BlueJeans is looking for a manager for our Site Reliability Engineering team. The SRE team engages with software development teams to improve the reliability, operability, and visibility into the health of the BlueJeans video conferencing platform. This position will report to the Director of Site Reliability Engineering.
We value solid communication and focus on execution, development of close partnerships, and strong incident & people management experience as we drive optimization and seamless customer experiences, and lightning fast performance of BlueJeans SaaS offerings. We are passionate about monitoring and improving performance, resource utilization, and ensuring that our hosted environments can scale to meet the needs of our ever-growing customer base.
You will work to directly build a team and improve the experience and value of BlueJeans brand as you solve customer’s issues to ensure that they enjoy a rock solid meetings platform.
Some of the things you'll be doing include…
- Own deployment process to staging and production environments.

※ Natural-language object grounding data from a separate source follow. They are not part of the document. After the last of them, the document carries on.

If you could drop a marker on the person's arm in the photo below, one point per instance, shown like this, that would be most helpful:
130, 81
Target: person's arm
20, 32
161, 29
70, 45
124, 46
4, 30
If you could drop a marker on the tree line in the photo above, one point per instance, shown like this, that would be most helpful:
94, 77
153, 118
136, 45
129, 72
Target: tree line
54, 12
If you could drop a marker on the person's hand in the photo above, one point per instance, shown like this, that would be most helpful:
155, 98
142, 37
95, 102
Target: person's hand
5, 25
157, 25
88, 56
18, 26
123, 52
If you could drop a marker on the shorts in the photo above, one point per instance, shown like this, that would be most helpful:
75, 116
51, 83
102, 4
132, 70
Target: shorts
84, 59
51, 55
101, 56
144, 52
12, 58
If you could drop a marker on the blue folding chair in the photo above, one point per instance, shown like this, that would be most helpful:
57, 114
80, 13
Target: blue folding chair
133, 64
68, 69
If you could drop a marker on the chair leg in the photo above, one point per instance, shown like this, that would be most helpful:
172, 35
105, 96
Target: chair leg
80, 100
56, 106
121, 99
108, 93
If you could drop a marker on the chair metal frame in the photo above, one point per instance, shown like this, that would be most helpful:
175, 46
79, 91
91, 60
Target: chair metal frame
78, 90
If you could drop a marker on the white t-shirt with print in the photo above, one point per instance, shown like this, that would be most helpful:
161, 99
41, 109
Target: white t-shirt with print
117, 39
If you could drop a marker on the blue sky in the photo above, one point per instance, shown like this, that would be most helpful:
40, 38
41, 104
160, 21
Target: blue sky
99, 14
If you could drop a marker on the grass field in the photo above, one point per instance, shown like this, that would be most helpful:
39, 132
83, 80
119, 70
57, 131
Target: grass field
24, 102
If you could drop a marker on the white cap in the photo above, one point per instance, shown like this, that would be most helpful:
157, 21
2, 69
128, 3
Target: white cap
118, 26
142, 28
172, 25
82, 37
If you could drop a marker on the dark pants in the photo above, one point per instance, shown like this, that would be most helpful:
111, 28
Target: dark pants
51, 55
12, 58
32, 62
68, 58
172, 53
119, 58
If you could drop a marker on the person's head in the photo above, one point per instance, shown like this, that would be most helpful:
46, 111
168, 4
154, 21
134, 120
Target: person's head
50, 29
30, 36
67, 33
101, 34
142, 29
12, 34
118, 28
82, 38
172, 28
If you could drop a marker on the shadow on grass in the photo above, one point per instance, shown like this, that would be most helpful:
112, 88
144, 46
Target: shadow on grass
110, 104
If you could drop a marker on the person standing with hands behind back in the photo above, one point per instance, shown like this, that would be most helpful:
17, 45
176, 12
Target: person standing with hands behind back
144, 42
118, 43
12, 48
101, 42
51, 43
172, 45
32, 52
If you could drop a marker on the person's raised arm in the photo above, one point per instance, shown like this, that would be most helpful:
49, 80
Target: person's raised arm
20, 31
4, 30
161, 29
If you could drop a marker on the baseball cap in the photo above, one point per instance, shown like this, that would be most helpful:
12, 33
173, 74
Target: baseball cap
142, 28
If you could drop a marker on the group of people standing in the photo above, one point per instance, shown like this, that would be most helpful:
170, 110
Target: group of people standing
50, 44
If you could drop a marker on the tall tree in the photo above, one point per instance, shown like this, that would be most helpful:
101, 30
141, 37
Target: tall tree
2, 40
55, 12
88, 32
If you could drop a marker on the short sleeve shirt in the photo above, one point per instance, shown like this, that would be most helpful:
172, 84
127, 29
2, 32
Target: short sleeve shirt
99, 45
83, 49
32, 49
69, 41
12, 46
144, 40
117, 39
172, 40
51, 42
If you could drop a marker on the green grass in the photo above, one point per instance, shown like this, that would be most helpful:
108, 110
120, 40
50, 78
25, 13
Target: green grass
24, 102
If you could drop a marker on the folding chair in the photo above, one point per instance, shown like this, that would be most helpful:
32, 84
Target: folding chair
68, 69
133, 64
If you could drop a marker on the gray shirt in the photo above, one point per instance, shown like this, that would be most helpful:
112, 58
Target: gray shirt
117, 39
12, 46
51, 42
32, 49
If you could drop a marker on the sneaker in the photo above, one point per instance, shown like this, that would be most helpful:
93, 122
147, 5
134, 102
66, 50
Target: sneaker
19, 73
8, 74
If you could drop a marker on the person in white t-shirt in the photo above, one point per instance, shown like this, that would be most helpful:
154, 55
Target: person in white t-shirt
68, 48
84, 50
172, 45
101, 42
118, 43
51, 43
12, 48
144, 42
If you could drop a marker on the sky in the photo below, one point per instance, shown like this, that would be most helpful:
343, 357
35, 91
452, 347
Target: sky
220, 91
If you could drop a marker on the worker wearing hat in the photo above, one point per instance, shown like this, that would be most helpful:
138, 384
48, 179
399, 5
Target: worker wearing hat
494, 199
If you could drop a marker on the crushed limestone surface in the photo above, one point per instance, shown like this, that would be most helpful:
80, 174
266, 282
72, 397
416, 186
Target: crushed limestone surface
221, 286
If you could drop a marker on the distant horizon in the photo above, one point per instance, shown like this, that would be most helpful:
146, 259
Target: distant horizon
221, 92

- Manage JIRA ticket ingest, assignment, and metrics for SRE team.
- Manage on call 24/7 production support for all BlueJeans production environments.
- Work in collaboration with BlueJeans strategic accounts and customer success teams to troubleshoot customer submitted issues.

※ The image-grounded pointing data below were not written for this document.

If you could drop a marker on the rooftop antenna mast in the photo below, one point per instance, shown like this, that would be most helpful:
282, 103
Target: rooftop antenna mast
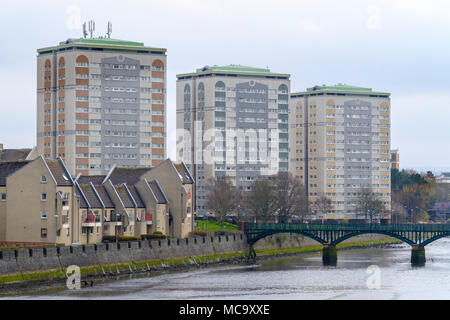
84, 30
109, 29
91, 27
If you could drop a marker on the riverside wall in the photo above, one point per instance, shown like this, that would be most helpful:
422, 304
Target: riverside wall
29, 260
25, 260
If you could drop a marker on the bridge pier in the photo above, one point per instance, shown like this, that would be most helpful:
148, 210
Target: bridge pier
329, 255
418, 255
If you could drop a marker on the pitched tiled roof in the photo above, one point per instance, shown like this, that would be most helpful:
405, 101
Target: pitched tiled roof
136, 196
14, 154
83, 203
184, 173
96, 180
157, 191
7, 168
130, 176
101, 190
61, 177
90, 196
127, 202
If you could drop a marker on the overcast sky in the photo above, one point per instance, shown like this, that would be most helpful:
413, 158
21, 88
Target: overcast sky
396, 46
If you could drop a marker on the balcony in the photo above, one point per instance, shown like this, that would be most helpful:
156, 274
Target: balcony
147, 218
90, 220
114, 218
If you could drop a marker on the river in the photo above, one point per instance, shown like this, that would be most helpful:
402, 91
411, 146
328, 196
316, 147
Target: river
295, 277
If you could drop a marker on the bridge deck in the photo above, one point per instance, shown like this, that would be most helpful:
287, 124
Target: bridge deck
413, 234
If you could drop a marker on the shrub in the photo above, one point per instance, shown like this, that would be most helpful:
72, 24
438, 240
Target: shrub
121, 238
154, 236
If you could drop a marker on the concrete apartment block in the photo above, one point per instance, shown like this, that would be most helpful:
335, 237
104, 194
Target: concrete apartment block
232, 121
340, 142
100, 102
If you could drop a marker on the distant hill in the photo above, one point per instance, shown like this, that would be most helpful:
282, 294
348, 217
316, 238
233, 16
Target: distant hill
436, 170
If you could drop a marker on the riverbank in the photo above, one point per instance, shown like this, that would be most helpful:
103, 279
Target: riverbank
55, 280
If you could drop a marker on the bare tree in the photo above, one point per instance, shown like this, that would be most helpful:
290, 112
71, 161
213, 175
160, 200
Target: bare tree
221, 199
322, 204
290, 198
259, 200
369, 204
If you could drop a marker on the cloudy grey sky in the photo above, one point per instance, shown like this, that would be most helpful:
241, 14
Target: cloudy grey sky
397, 46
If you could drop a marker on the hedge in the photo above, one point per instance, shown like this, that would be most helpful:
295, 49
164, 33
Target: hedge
154, 236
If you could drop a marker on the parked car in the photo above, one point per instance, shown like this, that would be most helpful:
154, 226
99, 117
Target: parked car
200, 217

- Manage internal Root Cause Analysis (RCA) process and documentation.
- Work closely with Engineering teams to support strategic projects.
- Find scalability bottlenecks and areas for performance improvements.
- Deploy, maintain, and support the multiple application environments (QA, Engineering, Staging, & Production).
- Automate current manual processes via Terraform, CI/CD pipelines, etc.
- 3+ years of experience as a people manager in an Engineering or Operations capacity.
- Strong Linux administration skills with an emphasis on shell scripting.
- Hands on technical experience with supporting SaaS based applications.
- Expertise with AWS platform including RDS, VPCs, ECS/EKS, and Lambda.
- Expertise with Terraform, Docker, Kubernetes (or other orchestration tools), and Jenkins.
- Experience with infrastructure monitoring platforms (Datadog, Nagios) and Application Performance Management (APM) systems (New Relic, AppDynamics).
- Experience with Configuration management tools (Puppet, Chef, Ansible).
- Experience with CI/CD pipeline configuration, deployment, and support.